This is how I enabled for users to connect remotely to their computers in the domain
1. Created a Security Group named RDC
2. Right-click the new Group and select properties. at Members tab Add the Names or Groups you wish to allow connecting remotely.
4. Create a GPO. Edit.
5. Computer Configuration - Policies - Windows Settings - Security Settings - Restricted Groups
6. Right-click the Restricted Groups folder and click Add Group, enter the name of the Security Group just created.
7. Right-click the Group, Properties.
8. Next to the This Group is member of: Add Remote Desktop Users
9. Navigate to: Computer Configuration - Policies - Administrative Templates - Windows Components - Remote Desktop Services - Remote Desktop Session Host - Connections. Set: Allow users to connect remotely by using Remote Desktop Services.
10. Network Level Authentication Computer Configuration - Policies - Administrative Templates - Windows Components - Remote Desktop Services - Remote Desktop Session Host - Security. Set require user authentication for remote connections by using Network Level Authentication Enable.
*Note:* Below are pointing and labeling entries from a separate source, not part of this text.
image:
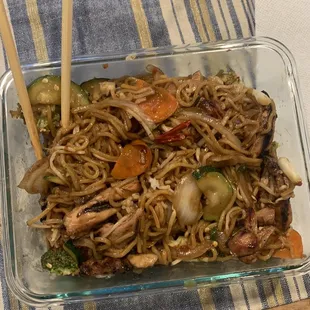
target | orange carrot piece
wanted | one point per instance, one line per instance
(296, 247)
(159, 106)
(134, 160)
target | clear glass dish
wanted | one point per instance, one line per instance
(261, 62)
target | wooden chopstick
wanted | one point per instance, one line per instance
(66, 55)
(14, 62)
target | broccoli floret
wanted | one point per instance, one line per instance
(60, 262)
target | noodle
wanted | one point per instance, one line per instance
(114, 174)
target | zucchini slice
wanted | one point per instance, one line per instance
(92, 87)
(217, 190)
(47, 90)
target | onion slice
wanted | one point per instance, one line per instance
(288, 169)
(187, 201)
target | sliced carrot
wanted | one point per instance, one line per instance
(159, 106)
(295, 249)
(135, 159)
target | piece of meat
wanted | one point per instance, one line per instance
(261, 144)
(142, 260)
(185, 252)
(243, 243)
(281, 180)
(266, 216)
(125, 225)
(222, 239)
(106, 266)
(283, 214)
(111, 192)
(264, 234)
(84, 218)
(250, 223)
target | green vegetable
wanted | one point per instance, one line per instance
(54, 179)
(92, 87)
(47, 90)
(213, 234)
(217, 190)
(60, 262)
11. Computer Configuration\Administrative Templates\Network\Network Connections\Windows Firewall\Domain Profile\ Edit: Windows Firewall: Allow Inbound Remote Desktop exceptions: Enable.
12. Browse to the OU for your computers you want to allow remote desktop connection and link the policy.
Question: does this policy need to be linked to a OU that have in it the computers I want to allow access remotely or can I place the new created security group in a new OU and link the GOP to it [meaning it will be linked to users not to computers]?